>>>>> "Jeff" == Jeff Squyres <jsquyres_at_[hidden]> writes:
[...]
Jeff> Sounds reasonable.
very well :)
>> While trying to port this application to lam, I used the
>> following approach:
>>
>> 0. the master starts 1. then spawns a number of processes
>> 2. the master merges the just created intercommunicator with
>> its MPI::COMM_WORLD 3. the master sends initialization data to
>> the clients, using the new intracommunicator 4. the client(s)
>> start calculating, while the master blocks in a MPI_Recv()

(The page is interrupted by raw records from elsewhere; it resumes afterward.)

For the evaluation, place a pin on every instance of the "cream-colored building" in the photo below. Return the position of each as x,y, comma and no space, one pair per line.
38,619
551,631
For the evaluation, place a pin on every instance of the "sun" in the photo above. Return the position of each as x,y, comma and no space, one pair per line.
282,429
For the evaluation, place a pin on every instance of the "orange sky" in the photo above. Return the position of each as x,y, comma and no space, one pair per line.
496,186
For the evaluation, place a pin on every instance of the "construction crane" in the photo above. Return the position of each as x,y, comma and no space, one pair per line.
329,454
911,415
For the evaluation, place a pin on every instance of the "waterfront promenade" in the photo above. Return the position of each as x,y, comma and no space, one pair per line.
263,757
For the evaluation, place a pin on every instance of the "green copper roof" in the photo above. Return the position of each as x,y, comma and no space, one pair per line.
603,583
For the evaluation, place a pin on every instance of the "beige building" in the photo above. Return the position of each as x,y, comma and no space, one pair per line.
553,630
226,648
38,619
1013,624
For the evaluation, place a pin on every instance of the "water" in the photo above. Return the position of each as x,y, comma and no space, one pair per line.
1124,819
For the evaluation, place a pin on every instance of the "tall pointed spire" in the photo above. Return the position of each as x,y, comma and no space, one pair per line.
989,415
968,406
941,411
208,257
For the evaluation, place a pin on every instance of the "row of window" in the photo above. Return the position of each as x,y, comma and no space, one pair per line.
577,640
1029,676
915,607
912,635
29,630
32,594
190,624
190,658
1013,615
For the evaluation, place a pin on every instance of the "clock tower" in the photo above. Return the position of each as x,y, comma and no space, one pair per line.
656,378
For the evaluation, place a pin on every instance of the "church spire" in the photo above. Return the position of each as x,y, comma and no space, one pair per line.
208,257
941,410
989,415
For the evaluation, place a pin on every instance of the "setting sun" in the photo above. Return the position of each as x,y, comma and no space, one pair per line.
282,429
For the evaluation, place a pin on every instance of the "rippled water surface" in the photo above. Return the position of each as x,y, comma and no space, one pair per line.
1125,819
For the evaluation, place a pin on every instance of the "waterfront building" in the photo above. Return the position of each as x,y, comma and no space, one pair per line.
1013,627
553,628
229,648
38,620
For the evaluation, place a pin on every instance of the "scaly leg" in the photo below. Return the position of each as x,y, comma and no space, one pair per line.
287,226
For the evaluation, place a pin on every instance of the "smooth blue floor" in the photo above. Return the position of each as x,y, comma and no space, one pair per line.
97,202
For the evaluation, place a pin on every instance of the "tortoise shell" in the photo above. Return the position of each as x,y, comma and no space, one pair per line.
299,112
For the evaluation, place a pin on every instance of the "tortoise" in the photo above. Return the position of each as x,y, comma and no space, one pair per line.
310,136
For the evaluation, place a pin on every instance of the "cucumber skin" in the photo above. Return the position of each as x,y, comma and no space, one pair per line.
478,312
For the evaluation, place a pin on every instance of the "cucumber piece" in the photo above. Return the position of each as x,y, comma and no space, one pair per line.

Jeff> You might want to change this step a little -- from your
Jeff> description, it sounds like this will force a serialization
Jeff> of the process. You might want to use MPI_Irecv and get an
Jeff> MPI_Request out of it. Then you can go do other things
Jeff> while the client is computing (e.g., go spawn more clients),
Jeff> and periodically do an MPI_Test or MPI_Wait to see if the
Jeff> request has finished (assumedly, you'll build up an array of
Jeff> MPI_Requests, one for each outstanding client, or perhaps
Jeff> just a single receive using MPI_ANY_SOURCE).
Jeff> Just a suggestion.
actually I issue a MPI_Recv using MPI_ANY_SOURCE. If I have a cluster
with N processors, I spawn N slaves. So the master blocks doing
nothing while the N slaves use all the computing power.
[...]
>> At this point, I am clueless. Does lam support this behavior
>> from the master/slave programs, i.e. slaves exiting before
>> master and then master spawning news slaves? I hope some lam
>> guru (or maybe just someone who isn't a newbie like i am) will
>> help.
Jeff> Yes, LAM supports this.
Jeff> However, it sounds like you are using MPI slightly
Jeff> incorrectly. What communicator are you using in the spawn
Jeff> call? The specific error message that LAM is giving you is
Jeff> saying that you are spawning over a communicator that now
Jeff> has a dead process in it. I suspect that this means that
Jeff> you're using a communicator that used to contain a child,
Jeff> but that child has now exited.
Jeff> The overriding principle here is that once a child exits,
Jeff> you can never use that communicator again. Even better --
Jeff> you should probably free the intercommunicator that you got
Jeff> back from MPI_Comm_spawn (and any other communicators that
Jeff> you made from it) when the child exits. That way, the
Jeff> parent effectively has no memory of that child.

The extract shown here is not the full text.